Abstract

Results of twin studies clearly demonstrate that genetic factors play an important role in the rate of language acquisition and linguistic proficiency attained by normal and impaired children and adults [see Stromswold, K. (2001). The heritability of language: A review and meta-analysis of twin, adoption and linkage studies. Language, 77, 647–723.]. That said, twin-based heritability estimates for language rarely exceed .6 and monozygotic (MZ) twins (who are usually assumed to have identical genetic and environmental endowments) sometimes have very different linguistic profiles. In addition, twins are more likely to suffer linguistic delays and impairments than singletons. Postnatal factors, such as differences in linguistic input twins receive, are usually assumed to be the major reason for these findings.
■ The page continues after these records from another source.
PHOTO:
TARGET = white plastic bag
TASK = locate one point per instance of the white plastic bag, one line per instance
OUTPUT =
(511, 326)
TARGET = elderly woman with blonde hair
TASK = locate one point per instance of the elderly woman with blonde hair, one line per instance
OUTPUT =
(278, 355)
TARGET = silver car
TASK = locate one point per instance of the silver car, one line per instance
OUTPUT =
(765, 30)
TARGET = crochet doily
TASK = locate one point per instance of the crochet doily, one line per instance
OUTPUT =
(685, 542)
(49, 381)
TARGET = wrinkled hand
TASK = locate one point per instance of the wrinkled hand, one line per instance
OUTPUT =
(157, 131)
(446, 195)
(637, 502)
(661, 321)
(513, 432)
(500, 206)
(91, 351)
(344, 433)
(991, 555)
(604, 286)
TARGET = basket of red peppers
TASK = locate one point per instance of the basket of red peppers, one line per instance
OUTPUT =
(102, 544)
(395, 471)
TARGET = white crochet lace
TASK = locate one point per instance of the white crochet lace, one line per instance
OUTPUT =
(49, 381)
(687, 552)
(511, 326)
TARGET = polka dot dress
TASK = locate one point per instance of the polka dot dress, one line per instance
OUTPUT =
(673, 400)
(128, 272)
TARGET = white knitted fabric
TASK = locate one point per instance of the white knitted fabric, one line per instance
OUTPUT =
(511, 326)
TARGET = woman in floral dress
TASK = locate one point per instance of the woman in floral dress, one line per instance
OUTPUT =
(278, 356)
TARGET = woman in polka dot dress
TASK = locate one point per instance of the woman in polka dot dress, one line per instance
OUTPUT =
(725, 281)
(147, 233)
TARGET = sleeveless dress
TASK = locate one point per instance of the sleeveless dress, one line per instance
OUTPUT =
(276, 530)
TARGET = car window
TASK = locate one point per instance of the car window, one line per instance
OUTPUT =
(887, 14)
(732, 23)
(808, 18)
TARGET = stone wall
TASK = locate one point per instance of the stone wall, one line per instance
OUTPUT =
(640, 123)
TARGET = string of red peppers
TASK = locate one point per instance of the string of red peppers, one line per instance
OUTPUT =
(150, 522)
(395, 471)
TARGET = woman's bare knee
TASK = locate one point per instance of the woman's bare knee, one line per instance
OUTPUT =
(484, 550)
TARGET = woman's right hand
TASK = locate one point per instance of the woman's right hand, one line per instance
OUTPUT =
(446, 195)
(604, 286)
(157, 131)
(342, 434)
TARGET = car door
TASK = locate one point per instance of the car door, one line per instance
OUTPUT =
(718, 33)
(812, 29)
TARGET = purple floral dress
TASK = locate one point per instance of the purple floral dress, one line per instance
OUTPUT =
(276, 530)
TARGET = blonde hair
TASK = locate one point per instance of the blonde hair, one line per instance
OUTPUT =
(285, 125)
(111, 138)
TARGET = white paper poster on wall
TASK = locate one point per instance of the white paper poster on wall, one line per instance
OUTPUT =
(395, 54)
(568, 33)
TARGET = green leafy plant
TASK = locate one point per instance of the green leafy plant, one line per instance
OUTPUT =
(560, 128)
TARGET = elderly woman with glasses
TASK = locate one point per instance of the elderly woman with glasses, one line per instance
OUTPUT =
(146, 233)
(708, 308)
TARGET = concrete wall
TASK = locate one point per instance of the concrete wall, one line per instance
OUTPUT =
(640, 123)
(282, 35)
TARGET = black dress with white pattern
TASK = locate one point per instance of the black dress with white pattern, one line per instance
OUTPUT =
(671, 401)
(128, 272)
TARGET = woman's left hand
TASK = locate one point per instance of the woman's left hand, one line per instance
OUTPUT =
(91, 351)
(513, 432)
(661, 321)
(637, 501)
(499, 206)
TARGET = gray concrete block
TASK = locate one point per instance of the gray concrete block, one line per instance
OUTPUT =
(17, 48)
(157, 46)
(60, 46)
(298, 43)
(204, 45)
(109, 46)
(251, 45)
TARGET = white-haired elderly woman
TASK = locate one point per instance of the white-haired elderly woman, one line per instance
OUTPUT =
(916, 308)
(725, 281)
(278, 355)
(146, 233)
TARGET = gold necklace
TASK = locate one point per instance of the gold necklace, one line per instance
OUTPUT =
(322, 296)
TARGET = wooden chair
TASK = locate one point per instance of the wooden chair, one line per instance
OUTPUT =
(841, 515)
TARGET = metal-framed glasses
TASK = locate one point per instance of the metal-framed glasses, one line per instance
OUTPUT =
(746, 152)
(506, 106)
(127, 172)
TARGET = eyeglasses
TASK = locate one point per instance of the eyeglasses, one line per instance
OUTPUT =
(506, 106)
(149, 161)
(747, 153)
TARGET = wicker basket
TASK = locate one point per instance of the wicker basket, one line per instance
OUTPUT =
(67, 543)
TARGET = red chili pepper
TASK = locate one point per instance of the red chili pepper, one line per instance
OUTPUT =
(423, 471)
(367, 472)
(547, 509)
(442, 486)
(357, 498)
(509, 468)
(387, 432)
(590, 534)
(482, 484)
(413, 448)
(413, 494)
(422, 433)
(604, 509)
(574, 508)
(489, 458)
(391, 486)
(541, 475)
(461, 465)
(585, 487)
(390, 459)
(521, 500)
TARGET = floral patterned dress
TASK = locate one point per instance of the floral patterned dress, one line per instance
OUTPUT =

This paper discusses how genetic, epigenetic, and perinatal environmental factors can lower heritability estimates for language, cause MZ twins to be linguistically discordant, and increase the risk of language impairments in twins. We present results from our ongoing Perinatal Environment and Genetic Interaction (PEGI) study that suggest that perinatal environmental factors affect linguistic development more than postnatal factors, and that postnatal factors affect cognitive development more than perinatal factors. Because perinatal factors are overwhelming biological, whereas postnatal factors tend to be psychosocial (e.g., how and how much parents speak to their children), these results support nativist/biological theories of language and language development and call into question empiricist/emergentist theories. These results are also consistent with modularist theories of language. We end by suggesting new methods that can be used to tease apart the effects of prenatal and postnatal environment and to investigate how these factors interact with genetic factors.